Ah yes, I faintly remember that thread/discussion you mention. I wasn't quite sure of the pseudonym [Lee Child, pen name of Jim Grant], I've probably mixed that with an article about a 'house'-pseudonym I read recently. But I'm fairly sure Child/Grant does have a per-annum contract running over a couple of years, most likely not leaving lots of time for other extravaganzas, and Bond would be an extravaganza.
Funnily I'd agree with his reasoning regarding a modern Bond insofar as I've argued this point myself repeatedly and would have thought this was what would make a modern Sherlock Holmes pretty much impossible.

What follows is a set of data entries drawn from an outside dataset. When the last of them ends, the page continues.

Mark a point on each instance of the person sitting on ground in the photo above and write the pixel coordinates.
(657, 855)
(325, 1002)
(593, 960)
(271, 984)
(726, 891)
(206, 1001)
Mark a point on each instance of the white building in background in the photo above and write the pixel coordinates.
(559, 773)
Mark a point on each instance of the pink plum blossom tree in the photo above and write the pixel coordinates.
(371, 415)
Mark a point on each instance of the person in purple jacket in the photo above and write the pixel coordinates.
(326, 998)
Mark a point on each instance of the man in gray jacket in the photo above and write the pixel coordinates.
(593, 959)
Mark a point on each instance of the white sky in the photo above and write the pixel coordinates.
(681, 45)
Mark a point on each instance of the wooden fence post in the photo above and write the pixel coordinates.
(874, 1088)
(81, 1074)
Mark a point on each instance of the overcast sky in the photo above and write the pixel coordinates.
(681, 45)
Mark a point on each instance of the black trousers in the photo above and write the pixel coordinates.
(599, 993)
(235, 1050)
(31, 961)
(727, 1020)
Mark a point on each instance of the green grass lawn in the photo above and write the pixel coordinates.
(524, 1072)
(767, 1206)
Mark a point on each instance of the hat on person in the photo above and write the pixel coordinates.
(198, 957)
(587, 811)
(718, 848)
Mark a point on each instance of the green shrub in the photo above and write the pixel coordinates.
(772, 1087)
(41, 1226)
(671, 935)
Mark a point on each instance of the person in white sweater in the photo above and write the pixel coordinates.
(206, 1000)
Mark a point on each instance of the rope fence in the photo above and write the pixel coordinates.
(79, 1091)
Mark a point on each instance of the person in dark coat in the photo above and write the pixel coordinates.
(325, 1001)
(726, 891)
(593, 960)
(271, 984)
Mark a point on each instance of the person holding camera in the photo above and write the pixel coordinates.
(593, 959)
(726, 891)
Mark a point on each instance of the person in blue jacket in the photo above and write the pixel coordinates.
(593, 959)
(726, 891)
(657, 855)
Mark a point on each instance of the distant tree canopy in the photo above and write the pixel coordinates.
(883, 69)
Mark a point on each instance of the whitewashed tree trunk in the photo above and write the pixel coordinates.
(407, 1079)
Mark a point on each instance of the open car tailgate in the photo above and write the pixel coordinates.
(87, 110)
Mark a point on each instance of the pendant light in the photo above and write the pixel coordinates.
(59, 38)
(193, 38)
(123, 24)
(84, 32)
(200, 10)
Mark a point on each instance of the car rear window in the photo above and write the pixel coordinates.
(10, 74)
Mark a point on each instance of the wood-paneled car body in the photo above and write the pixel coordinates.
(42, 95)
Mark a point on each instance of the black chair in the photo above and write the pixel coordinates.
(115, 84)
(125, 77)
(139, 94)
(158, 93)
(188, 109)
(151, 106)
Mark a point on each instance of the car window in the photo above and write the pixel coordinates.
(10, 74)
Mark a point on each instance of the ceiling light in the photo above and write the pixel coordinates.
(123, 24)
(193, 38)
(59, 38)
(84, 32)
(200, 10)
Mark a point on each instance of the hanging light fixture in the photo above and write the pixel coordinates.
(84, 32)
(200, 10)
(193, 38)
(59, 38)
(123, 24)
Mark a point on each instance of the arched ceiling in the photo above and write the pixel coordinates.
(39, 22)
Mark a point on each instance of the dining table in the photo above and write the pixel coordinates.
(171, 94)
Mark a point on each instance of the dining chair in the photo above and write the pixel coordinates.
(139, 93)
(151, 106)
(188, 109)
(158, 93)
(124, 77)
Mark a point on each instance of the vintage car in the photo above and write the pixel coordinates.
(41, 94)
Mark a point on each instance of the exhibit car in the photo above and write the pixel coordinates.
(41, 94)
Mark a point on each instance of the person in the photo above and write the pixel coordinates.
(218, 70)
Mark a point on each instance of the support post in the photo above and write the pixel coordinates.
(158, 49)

Hum, hum...for what it's worth.
Actually Child repeatedly did go back into time, 70s and 90s IIRC. Granted, that's not far, and his stories are hardly the stuff that depends on historical precision. I'd suppose if he did write a story set in the 1950s he'd likely not overuse the period setting.
The big names, well, that's of course always relative. Perhaps 'solid and established' are better cathegories to describe what IFP is looking for. They evidently contact experienced writers, they look for authors who already made a name for themselves, and they seem to keep a certain distance from 'genre' since the days of Gardner. It's strange that after him no versed espionage writer seems to have been approached, which leads me to suspect they don't go for the obvious choices.
Edited by Dustin, 23 June 2014 - 06:36 PM.